Bizim insanımızın üç yüz yıldır anlamadığı, görmezden geldiği ve hakkınca değer vermediği önemli bir kavram var:

“Kişilik…”

Bu kavram yüzünden başımız bir türlü beladan kurtulmuyor!...

Ekonomide, siyasette, hukukta hatta hayatın her alanında yaşadığımız sıkıntıların ve karşılaştığımız zararların çoğuna bu kavram sebep oluyor…

Daha doğrusu bu kavrama verdiğimiz itibar!...

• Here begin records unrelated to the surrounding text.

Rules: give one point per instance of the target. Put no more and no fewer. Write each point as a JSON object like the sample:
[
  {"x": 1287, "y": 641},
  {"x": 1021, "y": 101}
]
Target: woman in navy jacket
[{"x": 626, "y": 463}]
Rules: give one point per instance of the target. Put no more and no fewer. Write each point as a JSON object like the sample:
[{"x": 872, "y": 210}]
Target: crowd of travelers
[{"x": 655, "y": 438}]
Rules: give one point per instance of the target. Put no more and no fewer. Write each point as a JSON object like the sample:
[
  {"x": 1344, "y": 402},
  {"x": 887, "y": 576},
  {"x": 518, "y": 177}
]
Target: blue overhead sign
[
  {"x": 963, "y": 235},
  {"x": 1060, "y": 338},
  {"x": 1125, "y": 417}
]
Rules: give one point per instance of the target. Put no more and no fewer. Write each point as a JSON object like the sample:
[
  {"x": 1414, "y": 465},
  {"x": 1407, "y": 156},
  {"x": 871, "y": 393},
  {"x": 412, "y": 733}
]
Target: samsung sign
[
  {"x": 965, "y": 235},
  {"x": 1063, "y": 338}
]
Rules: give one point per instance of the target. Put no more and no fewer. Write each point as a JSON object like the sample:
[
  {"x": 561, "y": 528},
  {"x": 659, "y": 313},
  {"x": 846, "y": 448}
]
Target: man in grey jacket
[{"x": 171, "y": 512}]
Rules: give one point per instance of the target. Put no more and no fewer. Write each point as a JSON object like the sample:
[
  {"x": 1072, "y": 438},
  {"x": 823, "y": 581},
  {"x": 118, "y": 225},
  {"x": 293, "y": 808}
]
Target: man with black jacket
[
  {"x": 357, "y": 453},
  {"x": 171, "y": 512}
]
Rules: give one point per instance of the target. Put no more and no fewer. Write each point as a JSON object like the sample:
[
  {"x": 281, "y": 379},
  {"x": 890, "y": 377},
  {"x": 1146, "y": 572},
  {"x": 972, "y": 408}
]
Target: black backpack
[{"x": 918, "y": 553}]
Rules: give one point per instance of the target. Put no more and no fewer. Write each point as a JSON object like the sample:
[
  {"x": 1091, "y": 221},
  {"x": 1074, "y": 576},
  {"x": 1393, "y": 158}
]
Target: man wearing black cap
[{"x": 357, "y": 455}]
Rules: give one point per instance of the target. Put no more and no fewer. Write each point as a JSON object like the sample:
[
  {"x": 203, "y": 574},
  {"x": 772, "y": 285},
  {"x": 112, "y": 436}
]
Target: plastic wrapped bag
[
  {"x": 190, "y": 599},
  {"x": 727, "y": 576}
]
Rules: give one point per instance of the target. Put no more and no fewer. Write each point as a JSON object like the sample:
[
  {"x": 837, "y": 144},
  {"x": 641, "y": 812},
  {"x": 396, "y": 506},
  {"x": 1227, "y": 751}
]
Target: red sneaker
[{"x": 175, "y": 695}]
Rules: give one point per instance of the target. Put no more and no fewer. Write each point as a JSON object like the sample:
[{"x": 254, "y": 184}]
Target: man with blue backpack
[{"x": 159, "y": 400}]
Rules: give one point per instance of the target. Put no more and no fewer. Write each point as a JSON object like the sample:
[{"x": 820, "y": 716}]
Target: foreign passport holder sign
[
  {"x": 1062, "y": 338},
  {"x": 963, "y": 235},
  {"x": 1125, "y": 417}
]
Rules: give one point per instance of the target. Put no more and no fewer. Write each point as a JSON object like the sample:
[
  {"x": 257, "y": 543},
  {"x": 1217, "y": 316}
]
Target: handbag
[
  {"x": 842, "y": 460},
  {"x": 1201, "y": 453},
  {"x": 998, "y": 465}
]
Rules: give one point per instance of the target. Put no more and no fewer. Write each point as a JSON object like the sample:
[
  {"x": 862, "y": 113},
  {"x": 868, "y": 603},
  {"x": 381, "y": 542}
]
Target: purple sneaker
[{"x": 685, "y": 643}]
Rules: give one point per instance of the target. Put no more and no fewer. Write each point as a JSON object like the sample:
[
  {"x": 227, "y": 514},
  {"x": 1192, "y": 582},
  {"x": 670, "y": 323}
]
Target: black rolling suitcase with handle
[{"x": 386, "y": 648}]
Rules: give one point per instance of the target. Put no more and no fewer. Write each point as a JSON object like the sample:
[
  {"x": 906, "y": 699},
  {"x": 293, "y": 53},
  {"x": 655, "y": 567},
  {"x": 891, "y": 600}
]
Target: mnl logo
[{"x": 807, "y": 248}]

Ne acıdır ki, yaşadığımız onca olayda durumu fazlasıyla tecrübe etmemize rağmen; kişilik kavramına karşı hala kayıtsız kalmaya devam ediyoruz…

Derslerimde, öğrencilere anlatmakta zorlandığım başka bir kavram var mı hatırlamıyorum…

Diyorum ki; işletmelerin, sahiplerinin dışında ayrı  kişilikleri var…

Bir işletmenin sahibi olmanız; o işletmenin varlıkları üzerinde keyfinize göre tasarruf yapma hakkı vermez!...

Mesela bir fırıncı, kendi fırınından ekmek alırken müşteri gibi davranmalı… Aldığı ekmeğin parasını işletmenin kasasına koymalı!...

Bir lokantacı, kendi lokantasında yemek yediğinde o yemeğin ücretini ödemeli!...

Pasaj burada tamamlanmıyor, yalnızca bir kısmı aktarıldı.